Oireachtas Joint and Select Committees

Tuesday, 21 May 2013

Joint Oireachtas Committee on Agriculture, Food and the Marine

Groceries Sector: Discussion (Resumed) with Fresh Milk Producers

2:25 pm

Photo of Éamon Ó CuívÉamon Ó Cuív (Galway West, Fianna Fail) | Oireachtas source

I welcome the witnesses here today. This subject goes way beyond farmers. If there is no fresh milk on the supermarket shelves some winter, many people would ask why we did not see this coming. It is interesting the National Milk Agency was set up in response to a problem.

It was not mentioned but I would like the witnesses to comment on the fact that part of the leverage the supermarket multiples have is the importation of milk that is produced at a lower cost from Northern Ireland. The amount of milk coming in has increased to 26% of the milk now being sold in the liquid milk market.

Why can they produce it at a lower price in the North? I also understand their peak to trough ratio is much lower than ours. Milk production is spread out more evenly over the year. Why is that? If there was a single island economy, with the same cost base North and South, it would not be as easy for multiples to exert pressure.

It was said there is a loss of 9 cent per litre. To me that means in simple terms a producer loses more the more he produces. There is no incentive to produce more; there is an incentive to get out of the business completely. How is that calculated? Does it include the single farm payment and the other grant payments? Is it just the actual production and sale of a litre of milk? Presumably that would include capital write off, where a producer must keep reinvesting in the business. Perhaps that could be explained without going into complex accountancy exercises.

I looked at the National Milk Agency report. It was interesting that between 1995 and 2011, the percentage that goes to the producer has fallen from 43% to 32%, with the figure dipping under 30% in 2009 and 2010. It has fallen from 40% plus at a steady level down to 30% give or take. That is a huge fall. Has that been caused by the importation of milk creating this leverage? How was that allowed? The National Milk Agency looks at the contract and the relationship between the processor and the farmer. Since the 1990s, the power has shifted from the processor to the multiple and those are more powerful now, along with the leverage they enjoy from the imports. Is that where the power has shifted? Is that the reason for the overweening power of the multiple to push down the price?

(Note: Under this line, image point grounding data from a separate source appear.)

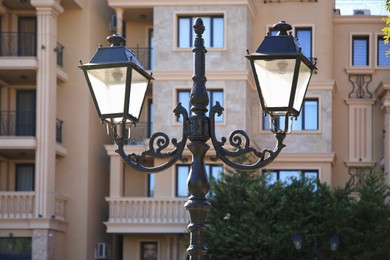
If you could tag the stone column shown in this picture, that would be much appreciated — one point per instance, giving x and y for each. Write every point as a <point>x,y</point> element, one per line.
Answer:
<point>46,85</point>
<point>383,93</point>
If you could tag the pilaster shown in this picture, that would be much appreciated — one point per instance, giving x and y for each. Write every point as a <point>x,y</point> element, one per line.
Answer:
<point>47,12</point>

Does it make a difference that the number of processors has decreased radically? Is it a challenge or is that irrelevant? Is it a major problem that the multiples are now the biggest purchasers and power is concentrated in their hands? We have had the multiples in here and they gave their side of the story, although Dunnes Stores did not come in so we do not know its side of the story.

This committee wants answers; we want to resolve the issue. We can hear the problems but we want legislative proposals to solve them. We will be looking at the issue in depth to see if it is possible within the new EU legislation for us to act. We face the challenge from the Competition Authority that the price for the consumer must be reduced at all costs and it does not matter what the collateral damage is over time, even if that means leaving the consumer without winter milk.